What you have to understand is that the "paper side" of the trade is deeply concerned that without another major weather complication supply could quickly overwhelm demand. Just take a look at a couple of simple corn numbers. Start with domestic ethanol demand. For the past several years we have been increasing our domestic demand for corn by 500,000,000 bushels or more each year because of surging ethanol demand. Sorry, no longer the case. Many actually believe ethanol demand has peaked, therefore we will no longer be able to pencil in and an additional 500 million bushels in demand each year. In fact as you can see from the numbers below we are now forced to reduce overall demand. 

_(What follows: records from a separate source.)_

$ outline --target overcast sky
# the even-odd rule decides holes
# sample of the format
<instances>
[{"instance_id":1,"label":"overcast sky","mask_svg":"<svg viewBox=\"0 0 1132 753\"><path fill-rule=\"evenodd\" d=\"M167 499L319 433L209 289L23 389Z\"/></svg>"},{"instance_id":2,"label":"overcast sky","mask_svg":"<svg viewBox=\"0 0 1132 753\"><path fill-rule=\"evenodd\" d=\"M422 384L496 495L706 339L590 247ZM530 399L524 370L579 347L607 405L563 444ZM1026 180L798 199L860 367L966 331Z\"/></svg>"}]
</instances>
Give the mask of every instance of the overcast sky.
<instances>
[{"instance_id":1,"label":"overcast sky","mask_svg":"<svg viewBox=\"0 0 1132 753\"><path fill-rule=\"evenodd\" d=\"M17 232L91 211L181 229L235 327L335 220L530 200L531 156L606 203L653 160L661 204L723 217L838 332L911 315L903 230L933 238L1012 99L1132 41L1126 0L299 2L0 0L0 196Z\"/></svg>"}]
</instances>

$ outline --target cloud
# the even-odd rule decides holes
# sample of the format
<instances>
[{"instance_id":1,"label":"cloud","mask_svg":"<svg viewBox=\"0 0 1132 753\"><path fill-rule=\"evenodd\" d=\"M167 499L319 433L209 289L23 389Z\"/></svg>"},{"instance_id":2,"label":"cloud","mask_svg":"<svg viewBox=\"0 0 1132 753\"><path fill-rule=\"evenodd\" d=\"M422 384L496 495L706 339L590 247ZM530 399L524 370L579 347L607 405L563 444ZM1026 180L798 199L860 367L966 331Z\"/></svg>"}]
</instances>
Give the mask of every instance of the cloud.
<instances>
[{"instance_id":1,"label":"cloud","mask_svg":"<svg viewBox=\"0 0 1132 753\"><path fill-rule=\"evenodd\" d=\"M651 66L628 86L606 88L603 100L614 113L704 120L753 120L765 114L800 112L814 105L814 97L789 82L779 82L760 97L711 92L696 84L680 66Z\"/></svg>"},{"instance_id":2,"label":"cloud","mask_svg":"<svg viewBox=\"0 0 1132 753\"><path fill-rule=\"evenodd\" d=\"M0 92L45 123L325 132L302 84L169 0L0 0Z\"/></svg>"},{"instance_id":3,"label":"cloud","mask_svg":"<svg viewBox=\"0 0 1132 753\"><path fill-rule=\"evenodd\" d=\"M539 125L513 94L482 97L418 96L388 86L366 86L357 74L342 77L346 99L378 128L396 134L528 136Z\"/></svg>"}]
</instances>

Annual Corn Bushels Used for Ethanol Production  

  • 2006 = 1.575 billion bushels 
  • 2007 = 2.15 billion bushels 
  • 2008 = 3.2 billion bushels 
  • 2009 = 3.6 billion bushels 
  • 2010 = 4.2 billion bushels 
  • 2011 = 4.9 billion bushels
  • 2012 = 5.0 billion bushels
  • 2013 = 4.5 billion bushels (current USDA estimate). 

As you can see we had been comfortably adding close to 500 million plus bushels per year to our total corn demand equation. Now all of a sudden demand for ethanol has leveled-off and we are in fact actually reducing our corn used for ethanol by 500 million bushels. 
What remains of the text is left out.